A CBF não vai devolver imediatamente os pontos que o STJD (Superior Tribunal de Justiça Desportiva) retirou de Flamengo e Portuguesa, a despeito de torcedores dos dois times terem conseguido liminares para isso. E se a entidade reconhecer as decisões da 42ª Vara Cível de São Paulo, isso deve motivar uma série de ações de adeptos do Fluminense. Esse é o cenário mais provável para os próximos meses no futebol brasileiro, segundo advogados que trabalham no caso.

Flamengo e Portuguesa foram punidos pelo STJD por terem escalado jogadores em situação irregular na última rodada do Campeonato Brasileiro de 2013. Cada time perdeu quatro pontos, em decisão que motivou o rebaixamento da equipe rubro-verde.

As condenações foram baseadas no artigo 133 do CBJD (Código Brasileiro de Justiça Desportiva).
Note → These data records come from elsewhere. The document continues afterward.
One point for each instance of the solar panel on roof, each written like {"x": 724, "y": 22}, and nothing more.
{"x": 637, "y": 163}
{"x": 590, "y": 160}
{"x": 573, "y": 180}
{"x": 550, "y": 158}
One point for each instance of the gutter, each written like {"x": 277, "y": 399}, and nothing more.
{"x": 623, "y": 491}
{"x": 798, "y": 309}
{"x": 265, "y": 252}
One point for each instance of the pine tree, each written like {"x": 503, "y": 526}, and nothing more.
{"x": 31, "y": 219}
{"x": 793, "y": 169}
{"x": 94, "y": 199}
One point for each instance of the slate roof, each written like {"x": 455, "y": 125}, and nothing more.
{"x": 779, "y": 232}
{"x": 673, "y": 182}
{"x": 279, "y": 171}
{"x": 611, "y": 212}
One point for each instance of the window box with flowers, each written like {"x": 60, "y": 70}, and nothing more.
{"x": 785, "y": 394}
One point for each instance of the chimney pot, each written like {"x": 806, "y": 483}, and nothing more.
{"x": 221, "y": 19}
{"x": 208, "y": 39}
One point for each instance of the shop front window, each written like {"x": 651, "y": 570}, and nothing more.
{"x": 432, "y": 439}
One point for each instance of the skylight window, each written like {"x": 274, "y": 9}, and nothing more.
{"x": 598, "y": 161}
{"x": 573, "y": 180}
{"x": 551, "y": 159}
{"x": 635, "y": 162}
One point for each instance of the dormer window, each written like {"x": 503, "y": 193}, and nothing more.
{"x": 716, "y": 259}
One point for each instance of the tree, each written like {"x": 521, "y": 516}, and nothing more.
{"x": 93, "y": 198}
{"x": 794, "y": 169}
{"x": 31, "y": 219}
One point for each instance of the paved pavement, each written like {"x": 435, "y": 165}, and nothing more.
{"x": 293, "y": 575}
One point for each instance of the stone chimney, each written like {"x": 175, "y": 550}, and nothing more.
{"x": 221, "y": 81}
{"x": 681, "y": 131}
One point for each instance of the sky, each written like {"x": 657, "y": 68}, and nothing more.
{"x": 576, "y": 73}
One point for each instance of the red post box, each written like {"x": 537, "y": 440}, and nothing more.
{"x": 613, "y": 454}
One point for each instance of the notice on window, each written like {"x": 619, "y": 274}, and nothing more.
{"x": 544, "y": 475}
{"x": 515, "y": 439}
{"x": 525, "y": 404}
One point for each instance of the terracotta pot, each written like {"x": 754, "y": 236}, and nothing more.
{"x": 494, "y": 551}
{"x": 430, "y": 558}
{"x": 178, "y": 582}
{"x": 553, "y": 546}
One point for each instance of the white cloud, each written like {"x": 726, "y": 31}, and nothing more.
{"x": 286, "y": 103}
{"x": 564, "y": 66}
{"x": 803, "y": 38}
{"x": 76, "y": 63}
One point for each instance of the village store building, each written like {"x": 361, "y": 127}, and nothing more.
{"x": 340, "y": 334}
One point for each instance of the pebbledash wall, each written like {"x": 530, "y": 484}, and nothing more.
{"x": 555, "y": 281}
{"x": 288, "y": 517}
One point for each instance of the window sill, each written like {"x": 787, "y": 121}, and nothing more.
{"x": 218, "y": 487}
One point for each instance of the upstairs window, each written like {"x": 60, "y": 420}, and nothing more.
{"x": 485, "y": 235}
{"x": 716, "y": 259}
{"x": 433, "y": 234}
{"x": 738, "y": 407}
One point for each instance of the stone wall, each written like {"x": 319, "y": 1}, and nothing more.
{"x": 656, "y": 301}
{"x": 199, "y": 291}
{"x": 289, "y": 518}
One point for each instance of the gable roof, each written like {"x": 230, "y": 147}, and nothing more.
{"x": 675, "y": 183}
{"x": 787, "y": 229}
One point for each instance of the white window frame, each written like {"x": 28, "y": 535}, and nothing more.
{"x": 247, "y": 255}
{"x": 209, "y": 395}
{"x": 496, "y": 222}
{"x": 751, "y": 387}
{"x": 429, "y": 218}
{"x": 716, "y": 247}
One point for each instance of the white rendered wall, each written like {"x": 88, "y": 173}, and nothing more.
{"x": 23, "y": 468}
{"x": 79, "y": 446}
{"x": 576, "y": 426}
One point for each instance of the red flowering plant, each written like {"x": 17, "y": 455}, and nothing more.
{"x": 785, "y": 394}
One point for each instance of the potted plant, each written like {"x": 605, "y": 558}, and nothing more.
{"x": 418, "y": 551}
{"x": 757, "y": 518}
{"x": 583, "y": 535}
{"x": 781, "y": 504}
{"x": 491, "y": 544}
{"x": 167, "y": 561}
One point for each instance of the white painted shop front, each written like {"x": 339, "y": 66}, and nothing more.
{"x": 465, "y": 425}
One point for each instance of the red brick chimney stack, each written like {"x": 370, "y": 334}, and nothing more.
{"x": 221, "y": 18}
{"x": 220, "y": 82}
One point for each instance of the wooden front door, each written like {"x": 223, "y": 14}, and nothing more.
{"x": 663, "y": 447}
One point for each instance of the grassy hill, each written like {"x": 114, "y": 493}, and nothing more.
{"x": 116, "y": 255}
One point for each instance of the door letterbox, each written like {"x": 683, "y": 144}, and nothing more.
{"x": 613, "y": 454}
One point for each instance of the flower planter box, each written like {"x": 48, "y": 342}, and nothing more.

O entendimento do juiz Marcello do Amaral Perino, porém, é que esse dispositivo foi revogado em 2010 pelo Estatuto do Torcedor, que é hierarquicamente superior. O magistrado da 42ª Vara Cível de São Paulo emitiu pareceres favoráveis a ações de torcedores de Flamengo e Portuguesa, exigindo que a CBF devolva os pontos retirados dos dois clubes – se isso acontecer, o Fluminense irá para a segunda divisão.

Esse trâmite, contudo, não será simples. O juiz determinou que a notificação seja feita por meio de carta precatória. Em outras palavras, ele precisa emitir um comunicado a um tribunal do Rio de Janeiro, que deve indicar um oficial de Justiça para interpelar a CBF. Esse é um processo que não costuma ser imediato.

Independentemente disso, o conteúdo das liminares já chegou à CBF. Portanto, há até a possibilidade de a entidade entrar voluntariamente no processo e apresentar recurso antes de receber uma notificação judicial.

Mesmo depois de notificada, a CBF não será obrigada a mudar a tabela do Campeonato Brasileiro de 2014. A entidade pode alegar que confia na queda das liminares e que perderia tempo e recursos elaborando uma tabela diferente da versão definitiva.

Se as liminares se sustentarem, o que a CBF não poderá fazer será dar início ao Campeonato Brasileiro de 2014 com uma composição diferente da que foi determinada pela Justiça.

Fonte: Uol

O Estatuto do Torcedor diz que a entidade precisa apresentar a tabela do certame nacional 60 dias antes do início. Se a previsão de início em 20 de abril for confirmada, a CBF teria de resolver a celeuma jurídica até 20 de fevereiro para não infringir a lei.